You were born in Derby when your father was playing for Derby County - was it always your intention to return to the UK to play football? Yeah, 100%. It was always a goal of mine. I wasn’t sure where my career was going to take me after university. I signed for D.C. United which was great for me, as it allowed me to play for my hometown club - that was really exciting. But I definitely wanted to progress over to the UK and test myself here.
How did your move to Dundee United come about then? It was through the Sporting Director at the club - Tony Asghar. He got in touch with the American owners who were looking to bring in some players from overseas. Thereafter, they got in touch with my agent. My agent brought Perry Kitchen over to Hearts, so he has a bit of a portfolio there! Dundee United were looking for a midfielder and my contract was coming to end at D.C. United, so it all fell in to place really.
Your fiancé also recently signed for Celtic. Having played in different leagues throughout both of your careers, how good has it been playing in the same country? It’s been massive for me. We were effectively in a long distance relationship for a long time! So, when the chance came up for her to sign for Celtic, it was great on both a personal and professional level. She’s really enjoyed it and so have I.
Is there any footballing rivalry between you guys? (Laughs) Nah there’s not. I don’t think so anyway!
Just on your family, both your parents were also footballers. Did they drill football in to you when you were growing up in the States or were you allowed to play any other sports? It was always football from the beginning but I did try my hand at a couple of others sports as that is the culture in America. I played a little bit of basketball. I actually played rugby in high school.. but I quit that before everyone got too big!

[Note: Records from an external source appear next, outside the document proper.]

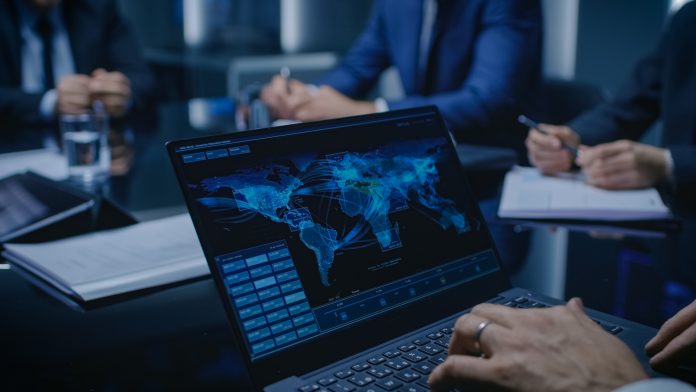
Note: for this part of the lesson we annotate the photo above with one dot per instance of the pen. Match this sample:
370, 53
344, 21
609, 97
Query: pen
285, 74
526, 121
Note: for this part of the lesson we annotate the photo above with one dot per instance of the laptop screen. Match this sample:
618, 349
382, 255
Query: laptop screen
320, 227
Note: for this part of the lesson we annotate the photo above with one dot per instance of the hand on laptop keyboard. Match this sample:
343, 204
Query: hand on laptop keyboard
555, 349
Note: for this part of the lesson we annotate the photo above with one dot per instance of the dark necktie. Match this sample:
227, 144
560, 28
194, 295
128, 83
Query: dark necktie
45, 30
443, 11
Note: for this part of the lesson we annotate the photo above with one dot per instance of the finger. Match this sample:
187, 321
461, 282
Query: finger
74, 85
622, 180
676, 351
616, 164
79, 100
100, 86
551, 167
671, 328
460, 369
98, 72
543, 142
604, 151
297, 102
463, 340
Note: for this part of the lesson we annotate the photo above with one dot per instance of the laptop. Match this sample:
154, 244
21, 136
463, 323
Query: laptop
344, 250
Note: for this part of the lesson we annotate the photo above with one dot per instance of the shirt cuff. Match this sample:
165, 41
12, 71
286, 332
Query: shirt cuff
47, 106
669, 165
381, 105
657, 384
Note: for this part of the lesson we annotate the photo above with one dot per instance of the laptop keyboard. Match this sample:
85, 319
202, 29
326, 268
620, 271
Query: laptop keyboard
405, 368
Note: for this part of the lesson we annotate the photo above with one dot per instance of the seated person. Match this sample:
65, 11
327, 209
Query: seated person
661, 87
478, 61
63, 56
559, 349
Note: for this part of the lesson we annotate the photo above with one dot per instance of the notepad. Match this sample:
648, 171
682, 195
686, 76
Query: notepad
527, 194
118, 261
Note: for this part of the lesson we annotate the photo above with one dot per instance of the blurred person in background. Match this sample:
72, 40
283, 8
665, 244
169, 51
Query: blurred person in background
478, 61
662, 87
62, 56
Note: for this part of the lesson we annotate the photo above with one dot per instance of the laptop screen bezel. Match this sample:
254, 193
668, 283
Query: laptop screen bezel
312, 355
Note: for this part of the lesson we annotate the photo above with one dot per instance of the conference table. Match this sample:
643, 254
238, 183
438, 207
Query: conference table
177, 337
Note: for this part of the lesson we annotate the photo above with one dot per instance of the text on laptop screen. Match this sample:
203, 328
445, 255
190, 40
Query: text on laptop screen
315, 230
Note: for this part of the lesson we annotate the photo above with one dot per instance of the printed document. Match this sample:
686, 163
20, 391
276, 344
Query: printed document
116, 261
527, 194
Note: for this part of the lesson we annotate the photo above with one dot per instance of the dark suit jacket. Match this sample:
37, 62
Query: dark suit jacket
99, 37
662, 86
487, 63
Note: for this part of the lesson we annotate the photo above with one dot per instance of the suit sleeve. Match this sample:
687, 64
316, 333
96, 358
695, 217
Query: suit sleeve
634, 108
123, 54
19, 109
657, 384
507, 53
364, 62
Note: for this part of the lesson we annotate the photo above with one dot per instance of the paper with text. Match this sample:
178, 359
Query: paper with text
529, 194
116, 261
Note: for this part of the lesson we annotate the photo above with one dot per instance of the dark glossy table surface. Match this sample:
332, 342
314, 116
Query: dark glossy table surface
178, 337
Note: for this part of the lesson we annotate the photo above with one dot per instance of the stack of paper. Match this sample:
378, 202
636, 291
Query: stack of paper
117, 261
527, 194
45, 162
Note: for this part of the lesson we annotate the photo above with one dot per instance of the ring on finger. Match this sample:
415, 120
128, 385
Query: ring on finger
477, 337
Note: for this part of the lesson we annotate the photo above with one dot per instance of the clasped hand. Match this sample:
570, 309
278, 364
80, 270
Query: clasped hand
76, 93
292, 99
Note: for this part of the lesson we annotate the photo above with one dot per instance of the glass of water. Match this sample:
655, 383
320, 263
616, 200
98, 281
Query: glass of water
85, 146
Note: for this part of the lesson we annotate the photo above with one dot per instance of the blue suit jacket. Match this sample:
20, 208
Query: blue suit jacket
99, 38
488, 63
662, 86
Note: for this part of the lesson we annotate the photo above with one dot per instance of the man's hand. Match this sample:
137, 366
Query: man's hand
545, 151
623, 164
73, 94
675, 342
328, 103
556, 349
112, 89
282, 97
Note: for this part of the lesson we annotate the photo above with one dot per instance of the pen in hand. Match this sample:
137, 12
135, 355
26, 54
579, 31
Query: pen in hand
526, 121
285, 74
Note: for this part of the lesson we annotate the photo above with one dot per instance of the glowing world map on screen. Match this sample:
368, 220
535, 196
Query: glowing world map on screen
367, 186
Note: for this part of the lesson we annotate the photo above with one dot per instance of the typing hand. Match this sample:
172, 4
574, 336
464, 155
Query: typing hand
73, 94
546, 151
675, 343
328, 103
283, 96
112, 89
623, 165
540, 350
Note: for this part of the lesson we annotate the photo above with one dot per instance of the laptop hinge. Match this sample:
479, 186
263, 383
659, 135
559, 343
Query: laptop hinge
292, 382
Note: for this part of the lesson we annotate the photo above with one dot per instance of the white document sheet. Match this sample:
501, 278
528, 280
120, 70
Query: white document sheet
45, 162
529, 194
116, 261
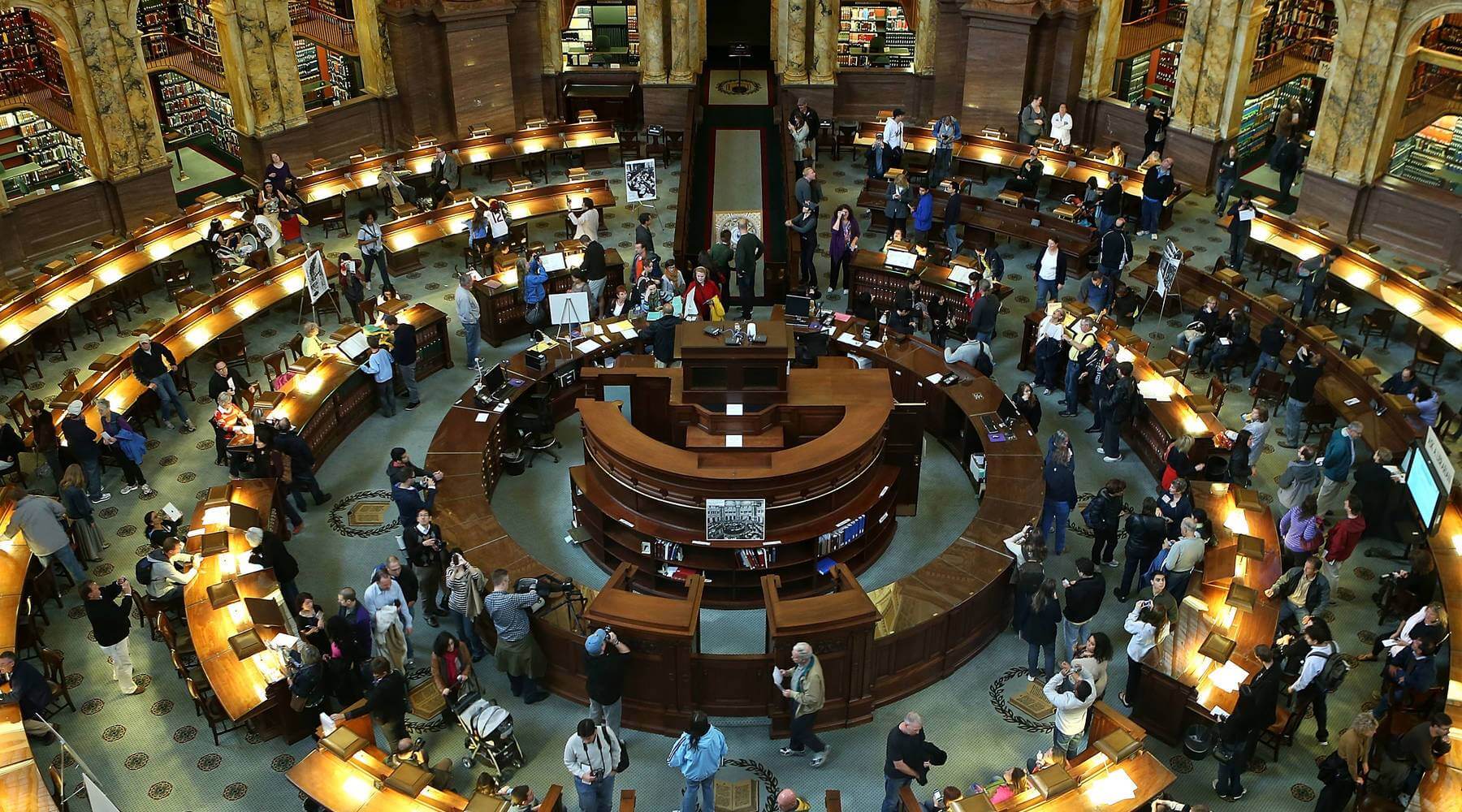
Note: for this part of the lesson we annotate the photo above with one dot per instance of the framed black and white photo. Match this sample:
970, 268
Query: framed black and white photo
736, 520
639, 180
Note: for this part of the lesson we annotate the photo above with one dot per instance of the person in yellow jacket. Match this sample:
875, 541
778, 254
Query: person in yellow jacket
807, 691
1082, 342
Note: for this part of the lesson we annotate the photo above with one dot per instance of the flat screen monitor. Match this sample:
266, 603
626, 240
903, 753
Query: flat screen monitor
356, 345
902, 261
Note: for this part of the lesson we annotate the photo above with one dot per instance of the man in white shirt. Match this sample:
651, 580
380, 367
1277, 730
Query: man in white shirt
1071, 710
1306, 689
893, 137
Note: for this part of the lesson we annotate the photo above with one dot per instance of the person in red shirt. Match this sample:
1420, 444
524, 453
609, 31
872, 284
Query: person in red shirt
1343, 539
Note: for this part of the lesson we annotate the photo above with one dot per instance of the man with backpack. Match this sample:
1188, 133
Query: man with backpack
1321, 674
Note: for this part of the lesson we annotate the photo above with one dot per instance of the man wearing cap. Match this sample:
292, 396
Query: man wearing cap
82, 443
153, 364
604, 662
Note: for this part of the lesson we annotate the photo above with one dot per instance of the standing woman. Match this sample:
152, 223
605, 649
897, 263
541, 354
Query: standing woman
842, 246
897, 208
1040, 628
372, 246
80, 514
1239, 230
698, 755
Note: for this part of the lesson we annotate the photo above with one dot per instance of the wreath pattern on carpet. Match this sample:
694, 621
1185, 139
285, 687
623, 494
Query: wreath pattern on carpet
340, 516
997, 702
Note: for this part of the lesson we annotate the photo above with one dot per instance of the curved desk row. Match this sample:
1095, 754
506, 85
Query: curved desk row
920, 630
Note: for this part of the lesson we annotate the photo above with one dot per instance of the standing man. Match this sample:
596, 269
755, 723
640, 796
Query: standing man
1341, 456
591, 754
807, 694
747, 253
518, 653
604, 662
469, 314
110, 612
806, 228
1157, 188
404, 352
424, 551
41, 520
1032, 122
893, 137
946, 135
1313, 275
902, 760
153, 364
379, 367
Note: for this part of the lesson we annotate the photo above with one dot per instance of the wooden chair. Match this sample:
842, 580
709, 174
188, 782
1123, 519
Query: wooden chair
1378, 323
275, 365
53, 665
100, 314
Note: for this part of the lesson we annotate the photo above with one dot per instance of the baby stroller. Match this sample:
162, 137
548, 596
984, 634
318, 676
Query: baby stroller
489, 736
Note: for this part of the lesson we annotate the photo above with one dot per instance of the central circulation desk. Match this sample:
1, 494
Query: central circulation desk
736, 425
924, 625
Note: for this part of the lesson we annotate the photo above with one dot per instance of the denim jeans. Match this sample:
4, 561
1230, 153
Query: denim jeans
168, 395
891, 792
597, 797
1053, 523
1151, 214
1074, 371
67, 557
1293, 411
474, 335
1032, 654
1045, 290
467, 633
707, 789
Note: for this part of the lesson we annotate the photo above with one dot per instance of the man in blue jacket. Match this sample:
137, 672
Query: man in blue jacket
1344, 450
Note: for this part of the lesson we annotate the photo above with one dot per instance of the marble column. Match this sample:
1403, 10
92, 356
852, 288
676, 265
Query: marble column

Your dad played at a very high level in his career, playing in the English Premier League and at two World Cups. How big an inspiration has your father been in your career? When I was younger I didn’t really grasp the heights he had reached in his career: playing in FA Cup Finals, playing at Wembley, the World Cups as you mentioned. But, as I got older, he was a great influence on me. He just let me enjoy the game and find my own path. My mom was the same, as she played as well. I can always go to him to talk about experiences and he can give me advice which has been good for me.